Il afficha une moue embarrassée.

— Au vu des derniers évènements, il est très peu probable que je retourne à ma boutique d’Eros sur charme. Je vais m’en tenir à la vente par catalogue.

Il soupira et fourragea dans l’amas de documents devant lui. Des fournitures de bureau chutèrent sur le sol alors qu’il tirait de sous sa paperasse son appareil d’attribution des points.

— Tout travail mérite salaire, je vais créditer vos cartes.

Les aventurières ne se firent pas prier et tendirent leurs rectangles plastifiés avec excitation. Les cartes virèrent au vert.

— Quel joyeux moment que de participer au passage d’un palier, se réjouit Gerlin.

Il se leva.

— Je vais devoir vous quitter, merci encore pour tout.

Les deux aventurières restèrent vissées à leurs chaises. Le magicien fronça les sourcils.

— Quelque chose ne va pas ?

— En fait, avoua Poise, il fait nuit maintenant et nous avons peur de faire une mauvaise rencontre.

Devant son regard appuyé, Gerlin percuta.
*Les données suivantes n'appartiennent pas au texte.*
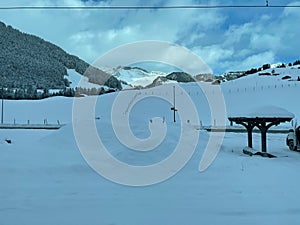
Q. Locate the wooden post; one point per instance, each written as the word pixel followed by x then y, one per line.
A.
pixel 263 130
pixel 250 129
pixel 2 109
— Ah oui… ce serait malheureux.

Ses doigts pianotèrent sur le seul espace libre du bureau.

— Vous n’avez qu’à rester ici pour ce soir, annonça-t-il après réflexion.

Son bâton crépita de nouveau. La marchandise s’écarta pour laisser apparaître deux tapis de sol.

— Faites comme chez vous, je vous souhaite une bonne nuit et de nombreuses quêtes, déclara-t-il avant de filer pour sa conférence.